Beelaerts van Blokland (Gerard), een Nederlandsch regtsgeleerde en minister, werd geboren te Dordrecht op den 6den Julij 1772. Hij studeerde te Utrecht en promoveerde er in de regten in 1794.
In 1802 ging hij als procureur-generaal naar de Kaap de Goede Hoop en werd er, nadat deze kolonie door de Engelschen in bezit was genomen (1806), secretaris van den Raad van Justitie, terwijl hij vervolgens voor het Engelsche gouvernement als lid van onderscheidene commissiën werkzaam was. In 1817 keerde hij naar het Vaderland terug, vestigde zich als advocaat te ’s Hage, werd in den adelstand verheven en zag zich in 1819 benoemd tot regter te Rotterdam. In 1823 werd hij lid van het collegie der Ridderschap van Holland en in datzelfde jaar gekozen tot lid van de Tweede Kamer der Staten-Generaal. Gedurig werd hij herkozen en hij onderscheidde zich in die betrekking zoowel door eene grondige kennis van de staathuishoudkunde en van het regt als door zijne verdediging van den vrijen handel.

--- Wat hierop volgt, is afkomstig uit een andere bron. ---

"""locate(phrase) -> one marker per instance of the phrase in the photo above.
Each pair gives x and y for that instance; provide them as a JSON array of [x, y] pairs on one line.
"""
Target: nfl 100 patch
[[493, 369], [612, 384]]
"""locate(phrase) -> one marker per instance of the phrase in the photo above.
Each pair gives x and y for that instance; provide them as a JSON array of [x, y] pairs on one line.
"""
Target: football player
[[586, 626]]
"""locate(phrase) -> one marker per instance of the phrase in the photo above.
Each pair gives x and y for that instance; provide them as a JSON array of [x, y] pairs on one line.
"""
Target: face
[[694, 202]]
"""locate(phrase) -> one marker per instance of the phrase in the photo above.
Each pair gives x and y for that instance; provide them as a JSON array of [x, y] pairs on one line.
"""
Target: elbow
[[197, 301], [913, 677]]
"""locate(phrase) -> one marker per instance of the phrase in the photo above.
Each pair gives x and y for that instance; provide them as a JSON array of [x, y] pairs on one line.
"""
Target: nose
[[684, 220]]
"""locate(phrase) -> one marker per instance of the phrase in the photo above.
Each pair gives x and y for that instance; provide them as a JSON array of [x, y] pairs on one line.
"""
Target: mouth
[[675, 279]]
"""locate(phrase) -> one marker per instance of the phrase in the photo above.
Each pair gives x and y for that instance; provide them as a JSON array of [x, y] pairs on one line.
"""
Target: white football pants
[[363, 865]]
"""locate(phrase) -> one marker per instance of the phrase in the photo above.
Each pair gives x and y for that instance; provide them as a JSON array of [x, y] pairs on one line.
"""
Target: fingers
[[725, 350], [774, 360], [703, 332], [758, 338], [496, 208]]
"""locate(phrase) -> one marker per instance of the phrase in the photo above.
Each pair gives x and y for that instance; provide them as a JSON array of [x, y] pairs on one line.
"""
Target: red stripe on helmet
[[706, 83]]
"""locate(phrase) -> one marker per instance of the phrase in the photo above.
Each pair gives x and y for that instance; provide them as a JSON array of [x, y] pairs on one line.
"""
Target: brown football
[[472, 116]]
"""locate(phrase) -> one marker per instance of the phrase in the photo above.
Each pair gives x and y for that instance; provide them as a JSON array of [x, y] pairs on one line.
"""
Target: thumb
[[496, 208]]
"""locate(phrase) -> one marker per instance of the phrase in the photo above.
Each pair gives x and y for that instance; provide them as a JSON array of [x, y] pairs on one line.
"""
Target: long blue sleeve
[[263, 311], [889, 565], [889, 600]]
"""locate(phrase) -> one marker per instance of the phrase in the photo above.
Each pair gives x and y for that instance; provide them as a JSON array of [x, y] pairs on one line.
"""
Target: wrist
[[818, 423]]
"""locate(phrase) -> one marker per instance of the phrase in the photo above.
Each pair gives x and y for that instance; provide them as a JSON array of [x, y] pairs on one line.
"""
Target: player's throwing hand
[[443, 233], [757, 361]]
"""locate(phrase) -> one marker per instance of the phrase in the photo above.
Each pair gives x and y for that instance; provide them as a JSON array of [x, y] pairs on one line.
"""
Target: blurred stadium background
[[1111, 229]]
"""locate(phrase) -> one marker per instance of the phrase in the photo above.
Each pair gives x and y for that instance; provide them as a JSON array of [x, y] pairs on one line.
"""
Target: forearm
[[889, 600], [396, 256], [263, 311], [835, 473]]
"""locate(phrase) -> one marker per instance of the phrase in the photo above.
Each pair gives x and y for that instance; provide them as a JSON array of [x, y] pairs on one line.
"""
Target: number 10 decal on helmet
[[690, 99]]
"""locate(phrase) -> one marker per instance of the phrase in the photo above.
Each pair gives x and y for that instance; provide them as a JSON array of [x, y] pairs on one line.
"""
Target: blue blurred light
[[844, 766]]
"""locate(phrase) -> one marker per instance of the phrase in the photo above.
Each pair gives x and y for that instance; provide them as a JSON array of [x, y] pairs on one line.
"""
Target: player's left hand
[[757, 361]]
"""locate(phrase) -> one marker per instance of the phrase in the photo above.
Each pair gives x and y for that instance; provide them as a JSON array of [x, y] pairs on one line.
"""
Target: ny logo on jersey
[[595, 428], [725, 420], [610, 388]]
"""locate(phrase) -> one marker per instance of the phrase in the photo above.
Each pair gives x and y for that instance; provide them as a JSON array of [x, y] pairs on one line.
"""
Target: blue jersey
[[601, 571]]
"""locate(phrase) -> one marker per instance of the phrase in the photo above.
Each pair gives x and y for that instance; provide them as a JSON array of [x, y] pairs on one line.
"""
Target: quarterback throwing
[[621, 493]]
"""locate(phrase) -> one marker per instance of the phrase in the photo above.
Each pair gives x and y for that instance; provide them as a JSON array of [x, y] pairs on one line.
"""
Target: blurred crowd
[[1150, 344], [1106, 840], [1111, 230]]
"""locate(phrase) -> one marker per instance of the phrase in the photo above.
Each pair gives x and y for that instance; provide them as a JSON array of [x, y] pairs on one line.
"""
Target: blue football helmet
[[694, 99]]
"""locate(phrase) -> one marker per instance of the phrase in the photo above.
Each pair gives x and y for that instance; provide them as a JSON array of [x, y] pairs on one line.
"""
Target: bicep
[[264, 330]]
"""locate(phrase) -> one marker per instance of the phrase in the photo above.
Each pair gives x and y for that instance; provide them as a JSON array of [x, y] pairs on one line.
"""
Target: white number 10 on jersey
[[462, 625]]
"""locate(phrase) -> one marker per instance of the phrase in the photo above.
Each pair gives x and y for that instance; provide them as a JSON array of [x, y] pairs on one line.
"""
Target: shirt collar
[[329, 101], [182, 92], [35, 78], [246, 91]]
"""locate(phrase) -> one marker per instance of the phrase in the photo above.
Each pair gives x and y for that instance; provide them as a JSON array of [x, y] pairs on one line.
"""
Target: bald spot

In 1829 werd hij secretaris en in 1839 lid van den Raad van State. Na het overlijden van Tets van Goudriaan aanvaardde hij aarzelend de portefeuille van Financiën en trad af toen in 1839 de wet op de Middelen door de Tweede Kamer verworpen werd. Hij ontving bij die gelegenheid eene benoeming tot minister van Staat, terwijl hij weder zitting nam in den Raad van State. Hij was eerst ridder, daarna commandeur der orde van den Nederlandschen leeuw, voorts lid van onderscheidene geleerde genootschappen, en overleed op den 25sten Februarij 1844.